The Roads We Travel
I am shamelessly addicted to Teen Mom
. I love that show. Every Tuesday night me and the hubby cuddle up on the sofa and get engrossed in the lives of Farrah, Catelynn, Marci, and Amber. The biggest reason I sat down for tonight’s finale is Catelynn and Tyler
. They met their daughter for the first time.
Being adopted, I have always followed their story closer than the others. It’s a big decision to give your child up for adoption, but it says a lot about them that they are able to meet their daughter for the first time with happiness and no regrets.
It makes me wonder how my biological mom would feel. It makes me wonder how I would feel.
My adoption story is not an easy one. It strains from abuse. Geez… I don’t like using that word. Abuse. I don’t like it because it elicits pity, and those who know me know that pity isn’t part of how I view my adoption experience. But the word is the reality of what happened in my adoptive home.

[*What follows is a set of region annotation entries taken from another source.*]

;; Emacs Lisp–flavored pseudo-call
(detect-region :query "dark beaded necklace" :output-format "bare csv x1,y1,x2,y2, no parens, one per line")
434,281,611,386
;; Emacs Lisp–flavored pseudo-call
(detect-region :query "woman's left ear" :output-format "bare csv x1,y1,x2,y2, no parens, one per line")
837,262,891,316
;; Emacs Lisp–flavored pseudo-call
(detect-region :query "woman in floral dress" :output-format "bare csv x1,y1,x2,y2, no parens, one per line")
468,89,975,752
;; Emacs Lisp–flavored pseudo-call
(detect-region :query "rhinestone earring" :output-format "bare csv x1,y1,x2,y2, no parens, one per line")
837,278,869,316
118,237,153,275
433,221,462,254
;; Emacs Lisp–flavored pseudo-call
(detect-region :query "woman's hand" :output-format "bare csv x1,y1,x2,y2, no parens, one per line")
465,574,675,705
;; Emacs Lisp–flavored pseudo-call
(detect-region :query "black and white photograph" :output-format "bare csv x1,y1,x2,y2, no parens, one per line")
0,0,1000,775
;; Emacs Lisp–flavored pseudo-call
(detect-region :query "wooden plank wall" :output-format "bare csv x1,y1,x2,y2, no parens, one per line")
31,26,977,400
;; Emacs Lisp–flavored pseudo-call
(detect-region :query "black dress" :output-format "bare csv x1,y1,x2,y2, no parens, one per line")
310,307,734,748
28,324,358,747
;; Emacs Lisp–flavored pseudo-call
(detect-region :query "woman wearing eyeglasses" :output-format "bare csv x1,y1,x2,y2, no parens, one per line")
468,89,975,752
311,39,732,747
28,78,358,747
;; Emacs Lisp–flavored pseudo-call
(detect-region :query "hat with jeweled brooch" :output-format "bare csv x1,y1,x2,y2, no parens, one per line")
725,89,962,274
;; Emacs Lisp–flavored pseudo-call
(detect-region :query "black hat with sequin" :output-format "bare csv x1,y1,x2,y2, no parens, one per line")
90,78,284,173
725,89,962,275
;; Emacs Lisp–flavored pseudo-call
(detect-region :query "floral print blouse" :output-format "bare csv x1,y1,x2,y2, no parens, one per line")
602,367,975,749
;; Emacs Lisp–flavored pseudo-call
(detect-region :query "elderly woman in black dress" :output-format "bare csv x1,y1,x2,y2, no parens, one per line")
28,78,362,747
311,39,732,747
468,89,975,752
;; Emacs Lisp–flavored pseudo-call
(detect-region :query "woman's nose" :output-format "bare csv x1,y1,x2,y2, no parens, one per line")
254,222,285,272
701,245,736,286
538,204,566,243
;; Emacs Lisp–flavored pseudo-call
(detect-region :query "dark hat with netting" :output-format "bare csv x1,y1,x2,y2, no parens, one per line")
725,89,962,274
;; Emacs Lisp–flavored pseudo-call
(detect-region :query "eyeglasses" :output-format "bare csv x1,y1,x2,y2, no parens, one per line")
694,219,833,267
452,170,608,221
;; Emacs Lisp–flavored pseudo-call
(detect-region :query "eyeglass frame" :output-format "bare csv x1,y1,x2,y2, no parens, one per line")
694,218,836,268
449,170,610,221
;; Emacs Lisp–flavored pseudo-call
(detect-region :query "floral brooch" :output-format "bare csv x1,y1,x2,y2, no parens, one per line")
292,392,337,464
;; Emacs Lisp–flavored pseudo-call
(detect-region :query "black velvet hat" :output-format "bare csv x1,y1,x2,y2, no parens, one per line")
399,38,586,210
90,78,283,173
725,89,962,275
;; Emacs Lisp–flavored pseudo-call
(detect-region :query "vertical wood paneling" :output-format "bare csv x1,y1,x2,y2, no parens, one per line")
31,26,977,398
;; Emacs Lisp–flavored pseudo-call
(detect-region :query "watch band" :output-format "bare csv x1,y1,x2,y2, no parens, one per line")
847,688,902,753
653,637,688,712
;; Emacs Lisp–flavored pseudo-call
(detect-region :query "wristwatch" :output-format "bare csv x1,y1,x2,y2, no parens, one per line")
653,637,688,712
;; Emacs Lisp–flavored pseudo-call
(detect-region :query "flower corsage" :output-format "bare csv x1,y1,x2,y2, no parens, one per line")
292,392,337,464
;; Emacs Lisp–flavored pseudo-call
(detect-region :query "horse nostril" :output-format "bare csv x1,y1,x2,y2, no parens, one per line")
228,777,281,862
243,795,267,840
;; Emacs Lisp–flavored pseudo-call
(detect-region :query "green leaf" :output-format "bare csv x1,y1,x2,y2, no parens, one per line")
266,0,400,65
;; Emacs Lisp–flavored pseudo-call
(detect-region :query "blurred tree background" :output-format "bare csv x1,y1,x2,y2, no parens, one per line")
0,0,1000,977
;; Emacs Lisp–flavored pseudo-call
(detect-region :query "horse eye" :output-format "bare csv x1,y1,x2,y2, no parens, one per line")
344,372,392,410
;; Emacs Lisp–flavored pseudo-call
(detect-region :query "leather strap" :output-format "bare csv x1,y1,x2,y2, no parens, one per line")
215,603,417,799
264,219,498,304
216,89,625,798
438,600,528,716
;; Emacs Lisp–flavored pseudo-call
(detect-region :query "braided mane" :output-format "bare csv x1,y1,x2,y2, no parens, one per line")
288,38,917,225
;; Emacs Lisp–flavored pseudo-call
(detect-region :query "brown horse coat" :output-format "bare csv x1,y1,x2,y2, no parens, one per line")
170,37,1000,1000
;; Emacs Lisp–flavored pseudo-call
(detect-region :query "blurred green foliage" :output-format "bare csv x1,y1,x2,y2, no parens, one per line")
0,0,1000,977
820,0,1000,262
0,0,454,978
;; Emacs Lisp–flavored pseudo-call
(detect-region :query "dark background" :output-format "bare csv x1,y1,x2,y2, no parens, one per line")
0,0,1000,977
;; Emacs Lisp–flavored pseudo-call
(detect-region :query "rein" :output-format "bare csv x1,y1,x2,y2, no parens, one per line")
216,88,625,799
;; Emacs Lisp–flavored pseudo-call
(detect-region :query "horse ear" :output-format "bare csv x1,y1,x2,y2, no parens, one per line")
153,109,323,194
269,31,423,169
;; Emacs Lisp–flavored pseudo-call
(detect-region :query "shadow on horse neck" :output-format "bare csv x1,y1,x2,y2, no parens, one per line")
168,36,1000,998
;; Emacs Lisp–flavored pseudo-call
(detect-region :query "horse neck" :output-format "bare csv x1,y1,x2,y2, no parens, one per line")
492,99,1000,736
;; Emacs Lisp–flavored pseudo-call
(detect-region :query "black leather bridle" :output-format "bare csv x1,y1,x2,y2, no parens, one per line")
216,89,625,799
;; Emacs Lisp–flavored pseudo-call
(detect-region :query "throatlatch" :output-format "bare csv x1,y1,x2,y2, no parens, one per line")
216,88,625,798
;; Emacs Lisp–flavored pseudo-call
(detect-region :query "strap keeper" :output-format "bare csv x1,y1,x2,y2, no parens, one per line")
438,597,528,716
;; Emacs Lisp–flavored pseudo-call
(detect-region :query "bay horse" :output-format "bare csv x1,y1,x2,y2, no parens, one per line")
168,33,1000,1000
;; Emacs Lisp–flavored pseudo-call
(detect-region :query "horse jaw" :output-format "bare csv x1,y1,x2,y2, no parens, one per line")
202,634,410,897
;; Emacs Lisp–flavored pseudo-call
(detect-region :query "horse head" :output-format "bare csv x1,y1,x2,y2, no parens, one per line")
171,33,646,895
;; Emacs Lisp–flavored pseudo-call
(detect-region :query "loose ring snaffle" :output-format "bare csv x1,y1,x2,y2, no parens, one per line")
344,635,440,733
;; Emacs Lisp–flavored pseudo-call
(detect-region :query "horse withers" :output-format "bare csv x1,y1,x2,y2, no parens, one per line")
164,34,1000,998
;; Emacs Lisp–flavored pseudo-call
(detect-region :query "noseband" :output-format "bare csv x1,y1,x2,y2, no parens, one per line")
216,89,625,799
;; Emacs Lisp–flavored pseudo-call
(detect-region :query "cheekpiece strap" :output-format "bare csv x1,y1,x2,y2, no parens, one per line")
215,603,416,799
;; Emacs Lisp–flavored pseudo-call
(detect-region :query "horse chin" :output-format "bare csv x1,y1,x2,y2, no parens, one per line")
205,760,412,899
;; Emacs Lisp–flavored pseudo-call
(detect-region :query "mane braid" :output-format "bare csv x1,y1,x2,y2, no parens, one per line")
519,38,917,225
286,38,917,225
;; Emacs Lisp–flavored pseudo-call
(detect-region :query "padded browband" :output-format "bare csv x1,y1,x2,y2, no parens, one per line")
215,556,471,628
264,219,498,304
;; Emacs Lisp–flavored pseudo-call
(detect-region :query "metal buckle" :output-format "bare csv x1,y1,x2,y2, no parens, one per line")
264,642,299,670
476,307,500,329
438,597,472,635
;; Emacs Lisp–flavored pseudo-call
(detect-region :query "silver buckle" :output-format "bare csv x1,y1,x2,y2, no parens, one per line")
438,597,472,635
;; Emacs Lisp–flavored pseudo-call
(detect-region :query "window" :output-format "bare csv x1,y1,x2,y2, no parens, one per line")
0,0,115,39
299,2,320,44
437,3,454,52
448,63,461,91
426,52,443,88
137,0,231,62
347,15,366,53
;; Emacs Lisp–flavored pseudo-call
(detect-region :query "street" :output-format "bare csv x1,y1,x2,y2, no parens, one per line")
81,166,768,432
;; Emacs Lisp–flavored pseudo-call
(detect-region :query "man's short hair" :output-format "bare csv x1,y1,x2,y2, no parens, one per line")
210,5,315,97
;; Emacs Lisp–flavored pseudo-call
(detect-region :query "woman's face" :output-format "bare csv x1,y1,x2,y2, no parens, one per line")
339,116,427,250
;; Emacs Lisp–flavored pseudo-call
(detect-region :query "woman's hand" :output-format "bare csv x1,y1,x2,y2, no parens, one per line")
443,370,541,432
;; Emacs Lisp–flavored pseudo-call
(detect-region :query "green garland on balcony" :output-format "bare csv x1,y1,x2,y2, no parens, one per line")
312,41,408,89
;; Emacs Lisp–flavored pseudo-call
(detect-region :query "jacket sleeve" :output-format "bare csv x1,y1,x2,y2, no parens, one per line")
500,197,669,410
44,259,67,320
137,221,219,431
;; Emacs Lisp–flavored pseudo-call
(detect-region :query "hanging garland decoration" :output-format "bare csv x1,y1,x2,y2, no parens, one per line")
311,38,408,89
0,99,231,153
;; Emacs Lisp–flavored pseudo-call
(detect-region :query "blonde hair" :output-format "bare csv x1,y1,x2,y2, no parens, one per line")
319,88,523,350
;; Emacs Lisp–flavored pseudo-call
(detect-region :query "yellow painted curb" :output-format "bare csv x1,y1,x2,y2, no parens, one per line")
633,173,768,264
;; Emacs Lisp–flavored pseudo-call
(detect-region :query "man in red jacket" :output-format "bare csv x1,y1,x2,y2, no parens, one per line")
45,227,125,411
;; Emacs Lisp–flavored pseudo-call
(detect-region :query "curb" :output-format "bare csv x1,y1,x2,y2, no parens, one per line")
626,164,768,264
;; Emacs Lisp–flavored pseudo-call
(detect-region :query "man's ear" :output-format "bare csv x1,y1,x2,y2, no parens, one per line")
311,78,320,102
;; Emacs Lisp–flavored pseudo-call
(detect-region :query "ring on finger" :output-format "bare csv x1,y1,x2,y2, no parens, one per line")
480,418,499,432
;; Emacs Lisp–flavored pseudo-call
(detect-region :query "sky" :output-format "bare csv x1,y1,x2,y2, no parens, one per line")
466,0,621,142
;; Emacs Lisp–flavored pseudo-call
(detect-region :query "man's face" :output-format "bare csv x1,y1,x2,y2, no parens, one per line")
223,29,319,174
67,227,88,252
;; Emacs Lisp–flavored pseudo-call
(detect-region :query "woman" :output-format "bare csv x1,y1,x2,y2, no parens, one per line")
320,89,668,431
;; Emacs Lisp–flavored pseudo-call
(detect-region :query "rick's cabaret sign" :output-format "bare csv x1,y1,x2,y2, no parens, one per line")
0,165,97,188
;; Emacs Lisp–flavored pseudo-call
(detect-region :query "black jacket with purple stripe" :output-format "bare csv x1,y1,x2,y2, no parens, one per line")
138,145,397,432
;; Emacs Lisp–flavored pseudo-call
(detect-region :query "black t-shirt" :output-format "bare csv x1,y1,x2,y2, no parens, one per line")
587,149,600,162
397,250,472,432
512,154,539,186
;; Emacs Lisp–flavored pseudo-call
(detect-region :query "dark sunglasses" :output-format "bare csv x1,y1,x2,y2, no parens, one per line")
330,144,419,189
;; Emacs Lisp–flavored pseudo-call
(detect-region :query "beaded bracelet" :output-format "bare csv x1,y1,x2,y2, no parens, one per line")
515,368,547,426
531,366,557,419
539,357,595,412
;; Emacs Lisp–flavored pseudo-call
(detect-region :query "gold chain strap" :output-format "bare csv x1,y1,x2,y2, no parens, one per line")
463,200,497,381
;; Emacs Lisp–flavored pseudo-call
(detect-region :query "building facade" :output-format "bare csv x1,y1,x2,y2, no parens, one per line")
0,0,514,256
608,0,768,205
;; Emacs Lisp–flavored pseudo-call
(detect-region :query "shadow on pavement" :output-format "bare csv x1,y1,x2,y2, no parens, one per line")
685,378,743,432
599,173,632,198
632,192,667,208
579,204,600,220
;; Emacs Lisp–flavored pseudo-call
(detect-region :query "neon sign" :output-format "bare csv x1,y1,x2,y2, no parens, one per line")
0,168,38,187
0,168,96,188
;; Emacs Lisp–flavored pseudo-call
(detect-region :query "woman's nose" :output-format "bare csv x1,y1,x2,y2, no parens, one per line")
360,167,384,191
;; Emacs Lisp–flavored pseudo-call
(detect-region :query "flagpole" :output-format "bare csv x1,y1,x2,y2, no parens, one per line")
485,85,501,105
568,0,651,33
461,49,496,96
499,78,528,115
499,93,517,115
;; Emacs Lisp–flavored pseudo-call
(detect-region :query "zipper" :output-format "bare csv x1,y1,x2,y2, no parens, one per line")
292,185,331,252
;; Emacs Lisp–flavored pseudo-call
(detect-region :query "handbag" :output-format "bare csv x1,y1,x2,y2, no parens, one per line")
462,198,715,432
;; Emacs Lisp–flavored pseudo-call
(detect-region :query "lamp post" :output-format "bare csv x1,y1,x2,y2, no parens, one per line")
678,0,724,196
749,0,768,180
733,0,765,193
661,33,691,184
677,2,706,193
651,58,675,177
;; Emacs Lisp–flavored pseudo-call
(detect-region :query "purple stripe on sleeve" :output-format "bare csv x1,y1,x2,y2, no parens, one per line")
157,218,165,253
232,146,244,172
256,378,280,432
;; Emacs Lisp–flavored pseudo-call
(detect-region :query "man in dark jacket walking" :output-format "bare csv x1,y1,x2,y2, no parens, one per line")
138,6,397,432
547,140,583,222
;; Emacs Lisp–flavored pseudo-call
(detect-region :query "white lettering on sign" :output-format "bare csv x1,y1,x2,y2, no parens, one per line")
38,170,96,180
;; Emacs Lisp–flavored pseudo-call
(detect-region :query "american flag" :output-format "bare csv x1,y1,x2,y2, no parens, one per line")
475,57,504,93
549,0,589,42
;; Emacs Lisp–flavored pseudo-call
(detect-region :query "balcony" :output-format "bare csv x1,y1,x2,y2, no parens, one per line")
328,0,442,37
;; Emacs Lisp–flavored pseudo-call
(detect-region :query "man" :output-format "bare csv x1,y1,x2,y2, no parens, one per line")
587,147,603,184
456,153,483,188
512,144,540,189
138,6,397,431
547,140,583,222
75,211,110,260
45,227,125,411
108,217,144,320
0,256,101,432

It’s that very word that makes me hesitant on finding my biological family. The thought of it has my heart pounding. Because just like I don’t want people to pity me, I don’t want someone to feel guilty for me either. I don’t want someone to take on the responsibility of what happened, when it is not their responsibility to own.
But there is still the unknown. My face looks like someone else’s face out there. I have an older sister that may be a splitting image of me, but I am scared to know. Because just like I don’t want someone else to be disappointed in the decision they made, I don’t want to be disappointed by them either.
The question of why in Catelynn and Tyler’s case is obvious. They were and still are young. But I still walk around with a question mark over my head. I want that reason to be a good reason.
But the decisions we make today are the roads we will travel down tomorrow. They determine if it will be paved or gravel, straight, narrow or curvy paths we follow.
And we have to be ok with that. I have to be ok with that. Because God allows us to be in certain situations so we can become different people. My adoptions story is rocky, but it made me into the person I am today. I can’t go back and change that. It also gave me the amazing families I have today. So I thank God profusely for the experience.
Too bad that doesn’t stop me from wondering. Does the male side of my conception even know he has a daughter? Does my sister know she has a sister? Of all the questions these two are the ones that always get to me. My intuition tells me they have no idea.
But my logic is saying, for now, leave well enough alone and I don’t know if I am ready to travel that road just yet.